Hebohlah publik atau masayarakat,bahkan presiden juga dibuat pusing atas kasus Baiq Nuril ini. Seperti kita ketahui, Presiden Jokowi kalau ada desakan publik baru merespon atau menanggapinya.

Sebenarnya pada delapan bulan yang lalu, setelah Mahkamah Agung membatalkan keputusan bebas Baiq Nuril ditingkat Pengadilan Negeri Mataram dan menjatuhkan vonis atau hukuman 6 bulan penjara dan denda Rp500 juta Presiden Jokowi sempat merespon akan memberikan Grasi. Dengan syarat Baiq Nuril mengajukan Grasi secara resmi.

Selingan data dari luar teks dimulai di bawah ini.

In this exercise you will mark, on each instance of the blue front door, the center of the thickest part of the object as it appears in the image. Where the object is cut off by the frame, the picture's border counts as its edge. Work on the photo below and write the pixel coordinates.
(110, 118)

Rupanya, presiden Jokowi pada waktu itu belum tahu atau tidak memami syarat pengajuan Grasi. Syarat pengajuan Grasi yaitu hukuman minimal dua tahun. Sedangkan hukuman Baiq Nuril yaitu enam bulan. Dan kalaupun memenuhi syarat hukuman dua tahun, syarat berikutnya yaitu mengakui kesalahannya. Sedangkan Baiq Nuril tidak mengakui kesalahannya. Mumet!

Sekarang langkah hukum selanjutnya sudah mentok setelah Peninjauan Kembali atau PK ditolak.

Tetapi masih ada secercah harapan untuk bisa membebaskan Baiq Nuril, yaitu minta Amnesti kepada presiden Jokowi.Dan presiden sudah menyetujuinya dan proses adminitrasi selanjutnya di DPR. Karena Amnesti yang diberikan oleh presiden harus mendapat persetujuan dari DPR.

Kalau DPR menolak, maka kandaslah harapan bebas Baiq Nuril. Karena DPR adalah wilayah politik. Akan tetapi, Amnesti dari presiden akan disetujui oleh DPR, karena hubungan presiden dan DPR lagi mesra. Lain cerita kalau hubungan dua lembaga tersebut sedang panas atau tidak akur.

Seperti kita ketahui, presiden mempunyai hak atau kewenangan untuk memberikan keringanan atau pembebasan dari hukuman, bahkan bisa menghentikan proses hukum.

Hak dan kewenangan presiden yaitu Amnesti, Grasi, Abolisi dan Rehabilitasi.

Seperti penjelasan Pakar Hukum Mahfud MD, Grasi-diberikan kepada narapida yang sudah mendapat  vonis hukum tetap, minamal hukuman dua tahun dan mengakui kesalahannya. Sedangkan, Amnesti-diberikan sebelum proses hukum berjalan di pengadilan dan belum mendapat vonis hukuman. Abolisi-menghentikan proses hukum.

Nah, ini jadi menarik dikaitkan dengan kasus Baiq Nuril.

Baiq Nuril mengajukan Amnesti kepada presiden dan persetujuan DPR. Kalau secara teori hukum, langkah hukum Baiq Nuril dengan meminta Amnesti kepada presiden-sebenarnya menyalahi adminitrasi atau mal-adminitrasi.

Kenapa bisa begitu? Karena Baik Nuril sudah pada vonis hukum tetap atau Incraht yang sifat final dan mengikat. Sedangkan, Amesti bisa diberikan sebelum proses hukum dipengadilan atau vonis hukuman dijatuhkan.

Akan tetapi, menurut Pakar Hukum Mahfud MD Amnesti merupakan upaya hukum yang memungkinkan. Artinya sekalipun secara teori hukum tidak dibenarkan tetapi yang paling memungkinkan.

Nabrak-nabrak dikit gak apalah.

Sebenarnya, kalau waktu itu Jaksa Penuntut Umum tidak melakukan banding atau kasasi, kasus ini tidak akan sampai seperti ini. Yang membuat pusing presiden dan membuat posisi presiden terjepit karena desakan publik atau masyarakat.

Kasus Baiq Nuril ini harus menjadi pelajaran. Dan supaya tidak ada Baiq Nuril berikutnya. Harusnya, setiap laporan masuk kepada kepolisian, bisa dipilah dan dipilih,mana yang bisa dinaikkan ke proses hukum selanjutnya dan mana kasus atau laporan yang bisa didamaikan atau tidak dilanjutkan proses hukumnya.

Kalau tidak-maka kasus seperti Baiq Nuril akan selalu tetap ada.